Here’s a little bit more on the subject of VBA string manipulation. I showed in a post the other day how things take longer and longer when concatenating large strings in VBA. One reason I was digging into this was that for very large datasets, JSON serialization – 500k strings and above, was taking an inexplicable amount of time. It turned out that string concatenation and the interaction with the garbage collector was at the heart of the problem. To deal with this, I introduced a new class ( cStringChunker ) which manipulates strings ‘in place’, where its possible to do so. The results were pretty impressive – here’s a 100 cycles of some complex string concatenations .. the chunk method (in red) are consistent and orders of magnitude faster than the straight string method.

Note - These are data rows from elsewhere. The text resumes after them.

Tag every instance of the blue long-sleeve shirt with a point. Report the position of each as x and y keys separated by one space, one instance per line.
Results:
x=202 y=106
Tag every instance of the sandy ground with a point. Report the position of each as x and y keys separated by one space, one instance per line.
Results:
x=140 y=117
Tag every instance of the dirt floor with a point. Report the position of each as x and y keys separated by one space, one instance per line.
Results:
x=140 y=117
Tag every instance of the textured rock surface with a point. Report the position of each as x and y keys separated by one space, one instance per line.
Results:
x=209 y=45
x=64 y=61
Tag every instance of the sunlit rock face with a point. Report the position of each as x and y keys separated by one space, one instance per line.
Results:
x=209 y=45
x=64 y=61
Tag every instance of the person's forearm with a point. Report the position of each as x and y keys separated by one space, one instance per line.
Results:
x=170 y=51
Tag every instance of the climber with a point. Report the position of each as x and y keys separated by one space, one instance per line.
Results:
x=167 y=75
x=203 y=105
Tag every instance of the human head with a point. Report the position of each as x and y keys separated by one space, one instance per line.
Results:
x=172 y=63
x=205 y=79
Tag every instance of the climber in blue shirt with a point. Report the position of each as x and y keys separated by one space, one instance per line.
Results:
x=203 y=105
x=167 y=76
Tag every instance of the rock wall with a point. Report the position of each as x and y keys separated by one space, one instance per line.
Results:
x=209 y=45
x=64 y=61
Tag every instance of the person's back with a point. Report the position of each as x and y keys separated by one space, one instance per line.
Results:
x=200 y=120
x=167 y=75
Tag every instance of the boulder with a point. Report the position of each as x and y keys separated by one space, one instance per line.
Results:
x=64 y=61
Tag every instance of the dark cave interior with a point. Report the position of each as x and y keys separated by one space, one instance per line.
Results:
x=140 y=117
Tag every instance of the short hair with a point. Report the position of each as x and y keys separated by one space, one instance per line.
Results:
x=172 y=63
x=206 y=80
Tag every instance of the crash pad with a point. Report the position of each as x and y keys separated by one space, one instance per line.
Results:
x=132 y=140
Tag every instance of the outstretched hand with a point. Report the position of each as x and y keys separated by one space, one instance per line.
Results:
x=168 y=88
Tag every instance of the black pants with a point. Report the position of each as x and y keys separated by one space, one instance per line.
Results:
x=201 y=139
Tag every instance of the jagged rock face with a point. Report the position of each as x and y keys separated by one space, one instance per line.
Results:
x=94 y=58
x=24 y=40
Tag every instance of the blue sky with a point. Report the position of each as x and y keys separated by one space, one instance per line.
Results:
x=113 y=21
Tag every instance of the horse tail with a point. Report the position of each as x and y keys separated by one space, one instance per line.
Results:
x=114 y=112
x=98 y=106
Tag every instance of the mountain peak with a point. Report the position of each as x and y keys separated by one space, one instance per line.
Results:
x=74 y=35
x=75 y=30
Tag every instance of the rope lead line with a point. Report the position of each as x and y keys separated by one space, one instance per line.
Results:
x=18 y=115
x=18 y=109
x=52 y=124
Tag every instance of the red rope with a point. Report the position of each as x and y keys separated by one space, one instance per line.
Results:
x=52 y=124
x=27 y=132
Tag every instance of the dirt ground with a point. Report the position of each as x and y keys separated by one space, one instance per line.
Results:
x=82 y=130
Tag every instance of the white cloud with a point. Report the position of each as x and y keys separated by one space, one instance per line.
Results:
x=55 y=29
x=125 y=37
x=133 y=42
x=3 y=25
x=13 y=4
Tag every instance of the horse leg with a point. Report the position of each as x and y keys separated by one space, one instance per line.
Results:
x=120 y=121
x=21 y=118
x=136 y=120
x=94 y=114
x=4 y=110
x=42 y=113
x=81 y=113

However, when I came to apply this to the JSON serializer, I found that I needed to create a bunch more methods in order to avoid converting back and forwards between strings and the chunker. Before we get into that, here’s the results of improvements in the JSON serializer by using the chunker rather than regular string operations. Again – the new serialization using the chunker (in blue) is very much faster than concatenating strings.
Additional methods
I avoid back and forward string conversions by implementing common string methods such as right, left , mid and so on as well as few new useful ones, which I’ll probably add to over time. The list of methods are at the end of this post, but here’s some examples of how to use. They are all chainable for convenience.
Here’s an example of a complex string operation
debug.print cs.add("quick ") _ .add("brown") _ .insert("the") _ .shift(4, 1) _ .add(" fox") _ .add(" gets the chicken") _ .add(")") _ .insert ("(") _ .content
Versus the string equivalent
s = s & "quick " s = s & "brown" s = "the" & s s = left(s, 4) & " " & Mid(s, 4) s = s & " fox" s = s & " gets the chicken" s = "(" & s & ")" debug.print s
Both give this output
(the quick brown fox gets the chicken)
This would trim all spaces from the end of a line, trim a linefeed if it’s there, and chop a comma if it’s there.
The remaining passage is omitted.